Heritage Canada - The StarPhoenix February 24, 2005
Heritage group gives city black eye
Gathercole demolition tabbed worst loss of 2004
Lana Haight and Darren Bernhardt
The StarPhoenix
February 24, 2005
The Heritage Canada Foundation has named the demolition of the Gathercole building as the worst loss of a heritage site in the country in 2004
"It's not the kind of No. 1 that you want to be identified with as a city," said Lenore Swystun, who as spokesperson for the Gathercole Initiative Group fought to save the former Saskatoon technical collegiate from demolition.
While the foundation identifies the Gathercole as an historic building, it was never designated as such by the provincial government or the City of Saskatoon.
Opened in 1931, the high school was razed last summer after more than a year of heated debate regarding its historical merit. The site is key to the city's effort to revitalize the south downtown.
The Gathercole Initiative Group worked for months to derail the city's plans to level the site.
Swystun and others tried but failed to collect enough signatures on a petition that would have forced council to call a vote on the future of the building.

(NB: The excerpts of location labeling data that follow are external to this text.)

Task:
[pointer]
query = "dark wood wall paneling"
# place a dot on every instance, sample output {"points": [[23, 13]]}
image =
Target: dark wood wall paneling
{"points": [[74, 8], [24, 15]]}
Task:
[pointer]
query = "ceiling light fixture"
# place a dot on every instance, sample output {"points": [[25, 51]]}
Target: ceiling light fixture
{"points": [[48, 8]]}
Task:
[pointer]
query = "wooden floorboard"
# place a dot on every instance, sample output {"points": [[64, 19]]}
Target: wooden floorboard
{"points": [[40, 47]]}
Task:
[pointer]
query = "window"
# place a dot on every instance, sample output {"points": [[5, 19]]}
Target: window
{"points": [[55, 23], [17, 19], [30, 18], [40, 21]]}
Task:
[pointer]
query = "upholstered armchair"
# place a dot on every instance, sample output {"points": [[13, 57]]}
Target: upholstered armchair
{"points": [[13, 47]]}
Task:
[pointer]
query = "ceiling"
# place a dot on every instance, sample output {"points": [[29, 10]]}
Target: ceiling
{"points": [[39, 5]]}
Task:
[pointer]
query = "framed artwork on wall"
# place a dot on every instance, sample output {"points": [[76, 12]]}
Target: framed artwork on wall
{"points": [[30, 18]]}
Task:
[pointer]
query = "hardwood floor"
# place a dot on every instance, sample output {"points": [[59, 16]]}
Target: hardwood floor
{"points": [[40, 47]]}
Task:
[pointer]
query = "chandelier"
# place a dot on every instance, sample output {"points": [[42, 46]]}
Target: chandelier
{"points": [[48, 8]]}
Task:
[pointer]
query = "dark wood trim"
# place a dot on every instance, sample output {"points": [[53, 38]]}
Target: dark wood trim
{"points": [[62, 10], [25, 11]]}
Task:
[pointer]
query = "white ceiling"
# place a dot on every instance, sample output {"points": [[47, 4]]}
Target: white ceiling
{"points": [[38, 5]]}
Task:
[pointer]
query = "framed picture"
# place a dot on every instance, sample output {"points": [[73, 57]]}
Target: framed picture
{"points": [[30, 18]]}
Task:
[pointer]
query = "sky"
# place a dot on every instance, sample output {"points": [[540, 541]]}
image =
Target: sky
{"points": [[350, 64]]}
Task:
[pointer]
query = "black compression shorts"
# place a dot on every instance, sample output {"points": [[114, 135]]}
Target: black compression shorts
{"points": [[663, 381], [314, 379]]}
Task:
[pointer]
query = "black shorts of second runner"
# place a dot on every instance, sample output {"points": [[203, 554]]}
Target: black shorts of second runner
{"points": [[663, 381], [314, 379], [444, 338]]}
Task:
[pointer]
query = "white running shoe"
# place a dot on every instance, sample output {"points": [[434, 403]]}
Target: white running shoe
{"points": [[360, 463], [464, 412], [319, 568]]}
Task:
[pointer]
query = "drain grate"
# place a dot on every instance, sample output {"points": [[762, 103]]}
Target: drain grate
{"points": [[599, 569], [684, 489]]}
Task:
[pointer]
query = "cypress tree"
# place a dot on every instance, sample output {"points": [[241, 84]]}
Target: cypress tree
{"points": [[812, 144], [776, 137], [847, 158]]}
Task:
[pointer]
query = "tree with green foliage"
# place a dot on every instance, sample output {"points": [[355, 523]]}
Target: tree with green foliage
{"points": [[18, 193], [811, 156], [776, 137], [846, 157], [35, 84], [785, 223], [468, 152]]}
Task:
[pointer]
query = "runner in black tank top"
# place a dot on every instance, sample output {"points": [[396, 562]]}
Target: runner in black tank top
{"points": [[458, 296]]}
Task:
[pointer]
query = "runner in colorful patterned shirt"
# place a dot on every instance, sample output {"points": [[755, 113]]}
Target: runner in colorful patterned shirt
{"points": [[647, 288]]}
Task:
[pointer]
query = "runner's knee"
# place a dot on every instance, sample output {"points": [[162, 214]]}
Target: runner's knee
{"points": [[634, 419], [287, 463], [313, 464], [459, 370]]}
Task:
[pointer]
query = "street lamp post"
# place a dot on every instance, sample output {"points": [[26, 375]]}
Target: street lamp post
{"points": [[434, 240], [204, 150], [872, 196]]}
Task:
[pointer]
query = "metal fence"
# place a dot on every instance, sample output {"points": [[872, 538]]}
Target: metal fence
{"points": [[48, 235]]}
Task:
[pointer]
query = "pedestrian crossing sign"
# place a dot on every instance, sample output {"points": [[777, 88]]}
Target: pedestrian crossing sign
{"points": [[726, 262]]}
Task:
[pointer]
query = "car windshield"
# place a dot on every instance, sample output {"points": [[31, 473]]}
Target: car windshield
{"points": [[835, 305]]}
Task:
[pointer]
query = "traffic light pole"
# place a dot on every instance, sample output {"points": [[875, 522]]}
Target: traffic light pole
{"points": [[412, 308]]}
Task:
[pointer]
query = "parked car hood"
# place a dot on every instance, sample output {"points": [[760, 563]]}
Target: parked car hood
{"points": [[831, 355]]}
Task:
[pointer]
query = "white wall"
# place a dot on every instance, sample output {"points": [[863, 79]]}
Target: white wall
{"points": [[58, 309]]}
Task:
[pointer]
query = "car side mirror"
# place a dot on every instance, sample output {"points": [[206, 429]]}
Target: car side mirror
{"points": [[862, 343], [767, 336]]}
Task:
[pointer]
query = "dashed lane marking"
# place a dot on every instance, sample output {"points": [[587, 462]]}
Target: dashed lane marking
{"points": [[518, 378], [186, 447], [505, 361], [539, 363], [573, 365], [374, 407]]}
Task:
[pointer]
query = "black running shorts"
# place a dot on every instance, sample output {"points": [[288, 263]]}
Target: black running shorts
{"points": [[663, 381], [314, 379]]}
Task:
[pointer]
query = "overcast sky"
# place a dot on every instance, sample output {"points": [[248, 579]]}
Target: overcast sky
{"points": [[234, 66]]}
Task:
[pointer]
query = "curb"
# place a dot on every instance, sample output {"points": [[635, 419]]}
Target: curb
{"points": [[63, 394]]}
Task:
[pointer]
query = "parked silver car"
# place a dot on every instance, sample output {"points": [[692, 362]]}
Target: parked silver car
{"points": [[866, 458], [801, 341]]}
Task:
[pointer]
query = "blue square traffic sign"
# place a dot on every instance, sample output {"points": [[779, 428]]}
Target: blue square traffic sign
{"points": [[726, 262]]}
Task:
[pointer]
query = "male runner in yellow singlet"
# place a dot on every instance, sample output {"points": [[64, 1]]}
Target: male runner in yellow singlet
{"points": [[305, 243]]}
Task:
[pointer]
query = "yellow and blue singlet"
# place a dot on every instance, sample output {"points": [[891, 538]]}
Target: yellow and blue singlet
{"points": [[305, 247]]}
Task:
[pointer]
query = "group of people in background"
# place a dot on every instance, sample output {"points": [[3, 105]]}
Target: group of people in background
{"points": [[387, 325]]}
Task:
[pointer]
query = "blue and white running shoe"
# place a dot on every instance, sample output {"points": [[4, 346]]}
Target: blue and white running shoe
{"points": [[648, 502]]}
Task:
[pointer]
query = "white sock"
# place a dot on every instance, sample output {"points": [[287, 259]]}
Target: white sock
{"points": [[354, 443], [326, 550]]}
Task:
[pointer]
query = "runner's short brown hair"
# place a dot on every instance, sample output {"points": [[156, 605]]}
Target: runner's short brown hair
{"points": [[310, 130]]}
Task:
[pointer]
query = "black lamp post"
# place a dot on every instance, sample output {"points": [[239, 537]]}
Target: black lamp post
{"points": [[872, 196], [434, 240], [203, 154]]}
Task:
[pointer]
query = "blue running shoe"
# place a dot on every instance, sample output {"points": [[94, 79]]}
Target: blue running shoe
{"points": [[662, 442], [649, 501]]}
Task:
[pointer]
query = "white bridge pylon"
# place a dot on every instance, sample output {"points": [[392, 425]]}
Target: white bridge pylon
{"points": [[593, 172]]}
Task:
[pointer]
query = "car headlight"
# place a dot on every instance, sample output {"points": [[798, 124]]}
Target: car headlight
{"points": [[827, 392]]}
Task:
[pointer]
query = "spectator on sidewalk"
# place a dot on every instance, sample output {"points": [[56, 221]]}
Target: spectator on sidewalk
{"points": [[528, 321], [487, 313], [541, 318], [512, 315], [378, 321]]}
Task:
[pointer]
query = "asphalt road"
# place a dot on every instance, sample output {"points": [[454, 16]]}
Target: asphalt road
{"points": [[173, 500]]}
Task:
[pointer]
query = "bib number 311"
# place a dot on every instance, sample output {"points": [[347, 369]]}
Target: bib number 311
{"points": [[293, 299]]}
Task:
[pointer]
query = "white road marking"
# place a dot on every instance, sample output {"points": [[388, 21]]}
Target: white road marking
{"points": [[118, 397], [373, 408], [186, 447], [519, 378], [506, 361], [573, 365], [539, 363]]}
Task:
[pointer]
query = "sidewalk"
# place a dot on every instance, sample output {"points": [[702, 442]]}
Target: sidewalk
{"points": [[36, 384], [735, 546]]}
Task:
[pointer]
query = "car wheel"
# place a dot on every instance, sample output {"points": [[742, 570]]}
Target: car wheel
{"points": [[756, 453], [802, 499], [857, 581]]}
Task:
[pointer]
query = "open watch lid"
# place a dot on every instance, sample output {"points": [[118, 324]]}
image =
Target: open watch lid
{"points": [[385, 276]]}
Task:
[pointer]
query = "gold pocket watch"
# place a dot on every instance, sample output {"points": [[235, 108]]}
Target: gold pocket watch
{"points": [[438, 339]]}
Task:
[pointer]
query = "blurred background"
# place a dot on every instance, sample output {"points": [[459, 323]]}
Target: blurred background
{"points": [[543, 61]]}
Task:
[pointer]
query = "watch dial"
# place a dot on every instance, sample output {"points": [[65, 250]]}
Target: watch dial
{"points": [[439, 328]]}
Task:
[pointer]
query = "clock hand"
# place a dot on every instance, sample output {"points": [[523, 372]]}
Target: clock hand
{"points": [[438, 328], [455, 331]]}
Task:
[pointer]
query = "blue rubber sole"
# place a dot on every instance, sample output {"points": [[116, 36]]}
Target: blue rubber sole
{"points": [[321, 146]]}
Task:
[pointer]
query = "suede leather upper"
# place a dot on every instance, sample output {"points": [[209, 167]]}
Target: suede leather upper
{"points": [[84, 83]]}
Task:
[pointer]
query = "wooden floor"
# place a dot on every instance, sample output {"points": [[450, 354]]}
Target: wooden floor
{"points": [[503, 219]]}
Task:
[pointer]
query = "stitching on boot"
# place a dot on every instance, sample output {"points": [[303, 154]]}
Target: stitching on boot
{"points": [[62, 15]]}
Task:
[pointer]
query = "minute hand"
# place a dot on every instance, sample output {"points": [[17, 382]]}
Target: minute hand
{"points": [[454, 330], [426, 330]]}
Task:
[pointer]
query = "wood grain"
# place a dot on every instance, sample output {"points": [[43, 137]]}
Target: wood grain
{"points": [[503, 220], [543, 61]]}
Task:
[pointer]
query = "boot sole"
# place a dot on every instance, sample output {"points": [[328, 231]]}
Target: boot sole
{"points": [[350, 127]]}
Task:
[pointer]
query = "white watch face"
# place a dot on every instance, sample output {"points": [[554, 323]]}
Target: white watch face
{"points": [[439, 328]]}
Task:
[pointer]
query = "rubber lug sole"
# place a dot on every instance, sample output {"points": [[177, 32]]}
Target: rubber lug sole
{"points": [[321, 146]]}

It was the "exhaustive opposition from a citizen's group" that caught the attention of the Heritage Canada Foundation, a non-profit organization that promotes the preservation of historical buildings and places.
"Part of our job is to follow the media, so we are constantly getting information on heritage activities and heritage-related issues that are going on right across the country. We keep a file and we follow particular stories that seem to be galvanizing a strong response from the community," Carolyn Quinn, the foundation's director of communications, said from Ottawa.
She believes with some creative thinking, the Gathercole could have been incorporated into the development planned for the site.
But Saskatoon Mayor Don Atchison disagrees with the foundation's assessment of the Gathercole.
"It was a 1931 building. That is not historic by any stretch of the imagination, compared with some of the other buildings around here, they're from the 1850s."
In fact, the history of that site may be more to be ashamed of than celebrated, he suggested.
"That was land where Chinatown was at one time. They were expelled from the area to build the collegiate building. So there's history there too, that's not such good history."